I wouldn’t say that I’m a member of a mosque, but I’m a Muslim, you know what I mean? I go to the mosque on Fridays for Friday prayers, when there is time, when we get finished early. Afternoon prayers. But most of the time, just because I can’t drive from North Charleston to Charleston to do the five daily prayers at the mosque, I do it at home. If it’s close to you, it’s better to go to the mosque than to do individual praying.
I wake up every early morning at 5 a.m., do my morning prayers, go back to sleep, and then get up, have my breakfast and get ready for practice. Then, after practice, I do my second, third, fourth and fifth daily prayers. Mostly I try to make the Friday prayers at the mosque, no matter what.
Last year I was the only Muslim on the team. This year we have (Mamadou) Diouf, from Senegal, and Aminu Abdallah.
This is how I see it: I feel like I’m lucky to surround myself with people that respect whoever you are. That makes it easier for me, being around those people. And then you’ve got to give back the same respect to whatever they believe in. During my time here, the people I’m with, my teammates, they respect my beliefs, and I respect theirs. We pray before every game. We all pray together.
It doesn’t matter what religion you came from. Prayer is prayer.
CHS: Are you happy to be back?
Yes, I am.
CHS: Why? You’ve played at a higher level.
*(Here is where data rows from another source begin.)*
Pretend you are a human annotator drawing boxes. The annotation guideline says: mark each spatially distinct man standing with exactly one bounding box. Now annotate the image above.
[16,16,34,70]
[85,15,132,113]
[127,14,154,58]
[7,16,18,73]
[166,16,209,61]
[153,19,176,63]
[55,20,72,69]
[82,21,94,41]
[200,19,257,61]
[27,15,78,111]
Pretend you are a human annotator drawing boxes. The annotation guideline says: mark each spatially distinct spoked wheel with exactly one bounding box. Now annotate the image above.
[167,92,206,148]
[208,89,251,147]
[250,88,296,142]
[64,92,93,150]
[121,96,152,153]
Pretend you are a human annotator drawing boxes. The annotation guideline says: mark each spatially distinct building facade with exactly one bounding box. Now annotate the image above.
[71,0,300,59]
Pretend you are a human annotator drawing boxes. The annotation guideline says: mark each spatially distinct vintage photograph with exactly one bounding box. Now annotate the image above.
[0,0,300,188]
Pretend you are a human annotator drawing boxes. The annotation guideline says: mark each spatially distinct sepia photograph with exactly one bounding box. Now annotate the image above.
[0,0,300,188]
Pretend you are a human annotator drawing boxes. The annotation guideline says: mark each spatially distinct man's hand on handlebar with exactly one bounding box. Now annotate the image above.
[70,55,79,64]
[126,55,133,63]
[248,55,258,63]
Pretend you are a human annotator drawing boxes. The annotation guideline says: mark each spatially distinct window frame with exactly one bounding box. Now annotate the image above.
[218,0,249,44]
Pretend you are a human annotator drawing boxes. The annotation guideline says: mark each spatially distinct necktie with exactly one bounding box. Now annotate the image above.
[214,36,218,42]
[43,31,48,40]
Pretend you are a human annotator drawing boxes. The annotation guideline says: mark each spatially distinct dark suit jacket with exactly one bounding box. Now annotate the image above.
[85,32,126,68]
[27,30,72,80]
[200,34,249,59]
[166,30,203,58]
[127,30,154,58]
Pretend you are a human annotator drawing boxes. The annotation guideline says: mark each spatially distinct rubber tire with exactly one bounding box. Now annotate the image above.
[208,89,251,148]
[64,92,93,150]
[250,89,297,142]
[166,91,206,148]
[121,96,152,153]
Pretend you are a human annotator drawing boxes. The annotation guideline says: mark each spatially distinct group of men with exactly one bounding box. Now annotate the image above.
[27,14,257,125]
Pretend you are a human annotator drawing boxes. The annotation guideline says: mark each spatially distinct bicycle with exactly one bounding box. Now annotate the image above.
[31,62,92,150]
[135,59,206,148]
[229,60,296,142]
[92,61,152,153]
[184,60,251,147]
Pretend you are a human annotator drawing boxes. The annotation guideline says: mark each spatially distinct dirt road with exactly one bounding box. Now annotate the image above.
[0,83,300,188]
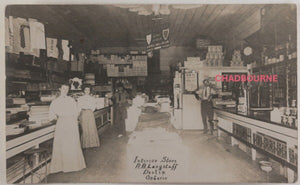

You’ve got the skills to compete at a higher level.
First of all I will say coach. He’s someone that when you work with him, in your career, you always have a chance to come back. You definitely want to come play for him. He is always putting something in your game. He cares for his players on and off the field. The management, Andrew Bell and all the staff down there. You meet the owner of the team after every game. He’s always smiling. He cares about how you feel.
When you get yourself into that kind of group, you never want to leave. It feels like home. And no one wants to leave home.
CHS: It’s so easy to forget that you’re 22. Are you still optimistic that there’s an opportunity for you to advance back to where you were when you first came to North America?
CHS: What do you have to do to make that happen?
To continue working hard. That’s the only thing that’s going to put you up there. After that, same thing. There has got to be luck on your side. But you have to work hard to be able to get lucky.
And that’s how I see it.
TOP IMAGE: Amadou Sanyang at training on May 20th, 2014. Janet Edens Conover photo.